MG$^2$-RAG: Multi-Granularity Graph for Multimodal Retrieval-Augmented Generation
New graph-based RAG system achieves state-of-the-art performance while slashing costs by 24x and speeding up processing 43x.
A research team led by Sijun Dai has introduced MG²-RAG (Multi-Granularity Graph for Multimodal Retrieval-Augmented Generation), a novel framework that addresses critical limitations in current multimodal AI systems. While traditional RAG helps reduce hallucinations in Multimodal Large Language Models (MLLMs), existing approaches struggle with complex cross-modal reasoning—flat vector retrieval ignores structural dependencies, and graph-based methods rely on costly "translation-to-text" pipelines that discard fine-grained visual information. MG²-RAG tackles these problems by constructing hierarchical multimodal knowledge graphs that combine lightweight textual parsing with entity-driven visual grounding, creating unified multimodal nodes that preserve atomic evidence from both text and visual sources.

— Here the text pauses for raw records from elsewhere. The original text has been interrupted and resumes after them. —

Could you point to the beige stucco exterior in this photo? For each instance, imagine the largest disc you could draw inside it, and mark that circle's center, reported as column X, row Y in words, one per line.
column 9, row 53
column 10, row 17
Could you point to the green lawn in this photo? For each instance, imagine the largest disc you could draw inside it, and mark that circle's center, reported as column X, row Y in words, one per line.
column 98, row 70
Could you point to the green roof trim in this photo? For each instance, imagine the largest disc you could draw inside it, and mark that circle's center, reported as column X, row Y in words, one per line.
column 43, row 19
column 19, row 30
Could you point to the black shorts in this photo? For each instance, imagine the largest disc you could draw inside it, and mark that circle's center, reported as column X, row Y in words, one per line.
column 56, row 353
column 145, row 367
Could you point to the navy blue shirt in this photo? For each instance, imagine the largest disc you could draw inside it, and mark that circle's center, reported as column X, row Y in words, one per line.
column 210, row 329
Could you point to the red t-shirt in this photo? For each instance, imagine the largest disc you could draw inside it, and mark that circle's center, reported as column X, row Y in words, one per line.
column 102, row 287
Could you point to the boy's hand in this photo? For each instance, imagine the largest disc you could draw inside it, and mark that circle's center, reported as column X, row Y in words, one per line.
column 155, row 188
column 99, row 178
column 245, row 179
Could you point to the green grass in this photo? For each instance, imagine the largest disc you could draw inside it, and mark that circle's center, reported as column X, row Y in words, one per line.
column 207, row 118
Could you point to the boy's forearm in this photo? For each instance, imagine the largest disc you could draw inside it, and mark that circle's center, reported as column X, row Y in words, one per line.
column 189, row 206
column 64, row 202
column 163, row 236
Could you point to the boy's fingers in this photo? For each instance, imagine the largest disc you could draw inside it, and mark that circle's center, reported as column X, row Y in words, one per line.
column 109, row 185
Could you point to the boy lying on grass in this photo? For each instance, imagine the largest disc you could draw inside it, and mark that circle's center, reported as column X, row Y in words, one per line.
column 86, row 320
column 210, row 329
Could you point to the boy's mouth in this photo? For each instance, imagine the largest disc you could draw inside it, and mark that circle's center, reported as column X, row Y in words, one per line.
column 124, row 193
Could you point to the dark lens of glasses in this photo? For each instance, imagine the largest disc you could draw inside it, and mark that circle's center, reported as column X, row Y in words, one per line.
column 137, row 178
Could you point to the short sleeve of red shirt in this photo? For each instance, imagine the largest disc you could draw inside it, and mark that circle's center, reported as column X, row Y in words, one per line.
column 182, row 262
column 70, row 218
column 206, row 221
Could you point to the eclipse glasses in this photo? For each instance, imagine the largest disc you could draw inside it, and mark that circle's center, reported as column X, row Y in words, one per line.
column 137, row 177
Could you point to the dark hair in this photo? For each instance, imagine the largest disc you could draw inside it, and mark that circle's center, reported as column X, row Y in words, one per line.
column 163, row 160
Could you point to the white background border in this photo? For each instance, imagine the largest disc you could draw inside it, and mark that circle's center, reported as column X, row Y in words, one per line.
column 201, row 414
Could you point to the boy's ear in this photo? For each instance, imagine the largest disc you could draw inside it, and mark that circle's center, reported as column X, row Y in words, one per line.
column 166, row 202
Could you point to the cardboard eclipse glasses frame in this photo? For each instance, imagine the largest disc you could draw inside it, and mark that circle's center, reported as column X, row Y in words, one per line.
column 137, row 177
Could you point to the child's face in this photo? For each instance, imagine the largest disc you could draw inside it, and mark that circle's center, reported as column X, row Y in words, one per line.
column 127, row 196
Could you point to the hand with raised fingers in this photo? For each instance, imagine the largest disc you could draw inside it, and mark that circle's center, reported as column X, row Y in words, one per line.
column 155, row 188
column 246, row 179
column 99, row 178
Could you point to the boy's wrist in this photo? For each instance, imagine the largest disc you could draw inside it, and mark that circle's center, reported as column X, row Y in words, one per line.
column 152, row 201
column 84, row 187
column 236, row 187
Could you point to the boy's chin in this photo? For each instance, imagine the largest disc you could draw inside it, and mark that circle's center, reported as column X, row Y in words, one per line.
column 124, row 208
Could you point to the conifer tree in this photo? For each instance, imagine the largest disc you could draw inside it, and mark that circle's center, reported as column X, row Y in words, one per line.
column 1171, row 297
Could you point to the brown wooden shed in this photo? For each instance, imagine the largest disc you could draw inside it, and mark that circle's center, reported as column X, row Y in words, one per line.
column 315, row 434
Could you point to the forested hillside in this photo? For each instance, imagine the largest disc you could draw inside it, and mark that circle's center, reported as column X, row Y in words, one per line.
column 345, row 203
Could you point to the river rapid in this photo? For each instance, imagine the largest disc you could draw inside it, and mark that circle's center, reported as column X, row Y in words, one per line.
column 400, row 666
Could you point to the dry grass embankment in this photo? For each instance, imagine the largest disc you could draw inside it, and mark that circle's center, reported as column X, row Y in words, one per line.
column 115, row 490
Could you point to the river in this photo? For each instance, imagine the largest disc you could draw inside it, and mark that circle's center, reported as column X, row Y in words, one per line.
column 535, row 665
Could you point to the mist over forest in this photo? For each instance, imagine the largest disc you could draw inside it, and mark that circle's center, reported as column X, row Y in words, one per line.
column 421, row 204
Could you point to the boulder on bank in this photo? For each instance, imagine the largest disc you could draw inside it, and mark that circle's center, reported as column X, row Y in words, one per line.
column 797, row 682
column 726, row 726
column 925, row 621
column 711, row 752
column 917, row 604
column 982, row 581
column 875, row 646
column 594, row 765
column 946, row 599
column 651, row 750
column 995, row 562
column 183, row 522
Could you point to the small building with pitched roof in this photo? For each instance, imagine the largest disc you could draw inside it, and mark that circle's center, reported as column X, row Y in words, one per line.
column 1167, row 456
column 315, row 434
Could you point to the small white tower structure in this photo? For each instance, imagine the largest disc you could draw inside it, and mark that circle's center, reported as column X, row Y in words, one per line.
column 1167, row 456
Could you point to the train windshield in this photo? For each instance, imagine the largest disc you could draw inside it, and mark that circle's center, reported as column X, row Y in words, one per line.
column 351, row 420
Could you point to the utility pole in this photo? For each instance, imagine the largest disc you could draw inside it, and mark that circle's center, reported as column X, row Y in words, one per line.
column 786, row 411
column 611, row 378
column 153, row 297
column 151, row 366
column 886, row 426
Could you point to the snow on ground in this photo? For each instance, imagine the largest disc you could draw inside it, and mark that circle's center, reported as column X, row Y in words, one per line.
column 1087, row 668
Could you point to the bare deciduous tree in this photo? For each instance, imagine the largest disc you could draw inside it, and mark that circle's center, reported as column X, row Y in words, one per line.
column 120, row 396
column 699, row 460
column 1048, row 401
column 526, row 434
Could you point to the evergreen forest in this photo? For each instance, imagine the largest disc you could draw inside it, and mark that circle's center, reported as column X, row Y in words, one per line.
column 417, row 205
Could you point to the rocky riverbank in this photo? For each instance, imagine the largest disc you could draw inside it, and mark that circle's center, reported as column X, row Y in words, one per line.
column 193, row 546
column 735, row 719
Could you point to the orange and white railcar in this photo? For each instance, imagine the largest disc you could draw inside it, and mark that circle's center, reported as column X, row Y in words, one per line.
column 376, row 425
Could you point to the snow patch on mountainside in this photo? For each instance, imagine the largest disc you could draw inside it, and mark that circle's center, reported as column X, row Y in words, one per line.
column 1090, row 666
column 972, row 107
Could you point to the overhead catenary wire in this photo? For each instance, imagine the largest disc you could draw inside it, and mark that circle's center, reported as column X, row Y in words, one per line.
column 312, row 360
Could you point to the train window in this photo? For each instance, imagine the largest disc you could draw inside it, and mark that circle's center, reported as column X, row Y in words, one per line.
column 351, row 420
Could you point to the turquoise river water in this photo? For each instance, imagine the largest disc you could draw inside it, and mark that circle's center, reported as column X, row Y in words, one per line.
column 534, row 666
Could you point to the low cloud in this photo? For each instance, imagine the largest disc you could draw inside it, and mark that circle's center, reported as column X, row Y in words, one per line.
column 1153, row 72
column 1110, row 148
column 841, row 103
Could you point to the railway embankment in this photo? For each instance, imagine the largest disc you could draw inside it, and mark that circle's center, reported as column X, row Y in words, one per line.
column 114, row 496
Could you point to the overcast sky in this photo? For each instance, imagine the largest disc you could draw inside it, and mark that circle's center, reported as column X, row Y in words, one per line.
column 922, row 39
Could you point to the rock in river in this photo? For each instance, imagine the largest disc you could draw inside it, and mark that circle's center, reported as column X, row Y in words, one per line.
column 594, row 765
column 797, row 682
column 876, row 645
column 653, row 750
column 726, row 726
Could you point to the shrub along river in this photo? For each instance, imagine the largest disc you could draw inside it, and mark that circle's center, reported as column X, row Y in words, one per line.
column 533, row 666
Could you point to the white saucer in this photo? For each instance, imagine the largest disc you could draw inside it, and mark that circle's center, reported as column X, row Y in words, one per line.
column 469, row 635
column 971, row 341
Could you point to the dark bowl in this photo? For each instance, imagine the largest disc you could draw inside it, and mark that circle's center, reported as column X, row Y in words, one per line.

The framework's core innovation lies in its multi-granularity graph retrieval mechanism, which aggregates dense similarities and propagates relevance across the graph to support structured multi-hop reasoning. This enables the system to perform complex inferences that connect textual concepts with specific visual regions. In extensive experiments across four representative multimodal tasks—retrieval, knowledge-based visual question answering (VQA), reasoning, and classification—MG²-RAG consistently achieved state-of-the-art performance while dramatically reducing computational overhead. Most impressively, the system delivered an average 43.3× speedup and 23.9× cost reduction compared to advanced graph-based frameworks, making sophisticated multimodal reasoning significantly more accessible and practical for real-world applications.
- MG²-RAG constructs hierarchical multimodal knowledge graphs that fuse text entities with visual regions into unified nodes, preserving fine-grained evidence
- The system achieves state-of-the-art performance across four multimodal tasks while delivering 43.3× faster graph construction and 23.9× cost reduction
- Introduces multi-granularity graph retrieval that aggregates similarities and propagates relevance to support structured multi-hop reasoning
Why It Matters
Enables more accurate and efficient multimodal AI reasoning for applications like visual search, document analysis, and complex Q&A systems at dramatically lower cost.